Steve Lu took out the pack of cigarettes from his shirt pocket, the car still idling, but the pack fell from his hand as he tried to pinch a cigarette out. As if he’d forgotten I was there, that anyone was there in the car, he whispered, You so clumsy. For the first time since I’d known him he seemed to have a slight Chinese accent. He picked up the pack, took out a cigarette. He pushed the dash’s cigarette lighter in. Then the car moved forward through the small, desolate intersection. The dog was gone. A moment later we pulled up to my house.

“Well,” he said.

I thanked him for the ride, said goodnight. I opened the door and stepped out onto the grass strip in front of my house. The night air felt wet and warm inside the cold, like an unexpected spring day in the middle of winter. I shut the car door. Steve Lu was taking the cigarette lighter out of the dash, touching it to his cigarette. He was already dreaming, it seemed, he’d already forgotten about me. I walked up my lawn and at the front door looked back. The car was still there, and I saw then that Steve Lu hadn’t been dreaming. He was just waiting for me to get safely inside my house.

There he is, a shadow inside the car of my memory, raising his hand goodbye, the tip of that cigarette glowing and dimming, marking time, betraying his living pulse. Now the car is pulling forward, driving slowly away down the street.

A few weeks later I quit New Moon. My father had found a job for me at the radio station where he worked. Where he was an engineer — sometimes a substitute disk jockey, late at night. When I came into New Moon to quit, Steve Lu said he was sorry to see me go. Chris hadn’t come back. My mother hadn’t seen her either.

The new job wasn’t any more money than the tips at the restaurant. My debt would forever retreat, slippery, faster than me, outrunning its possible satisfaction. But my father thought the new job might put a different nature in my mind. Might put a sense of a future. A common sense I could share with him.

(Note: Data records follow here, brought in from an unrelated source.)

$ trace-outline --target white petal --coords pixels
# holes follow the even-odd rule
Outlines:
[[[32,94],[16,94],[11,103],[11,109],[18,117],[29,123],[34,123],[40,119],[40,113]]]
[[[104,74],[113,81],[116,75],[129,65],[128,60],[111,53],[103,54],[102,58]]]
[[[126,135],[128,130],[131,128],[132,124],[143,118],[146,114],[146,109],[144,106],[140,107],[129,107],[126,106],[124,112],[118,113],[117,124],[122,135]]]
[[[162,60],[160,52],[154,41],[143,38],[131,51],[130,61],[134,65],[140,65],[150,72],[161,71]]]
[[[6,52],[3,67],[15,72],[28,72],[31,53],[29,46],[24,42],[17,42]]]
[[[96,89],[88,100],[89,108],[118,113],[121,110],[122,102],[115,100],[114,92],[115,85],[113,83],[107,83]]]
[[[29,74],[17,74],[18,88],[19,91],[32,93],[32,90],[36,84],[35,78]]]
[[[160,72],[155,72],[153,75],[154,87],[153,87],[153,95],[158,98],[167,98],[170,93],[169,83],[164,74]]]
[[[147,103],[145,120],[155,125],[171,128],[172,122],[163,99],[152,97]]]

My dad was doing what he’d wanted to do, what he’d wanted ever since he was my age. I’d surely feel the same way: I believe that’s what he told himself. And, of course, he could keep an eye on me. He wanted to teach me his childhood hopes and a practical nature. He gave me an old electrical engineering book to study. Inside the worn red cover were pages of schematic diagrams, little lines and circles and indicators of flow, capacitance, resistance. The ways a current ran out its life through a planned route and brought something — light, sound, a voice, some impulse — to a natural conclusion. Each time I opened the book, his childhood devotion to electricity felt like the loneliest thing a kid could ever want to know. And the longer I worked there the more powerful the sense came to me that I didn’t have an aptitude for any of it.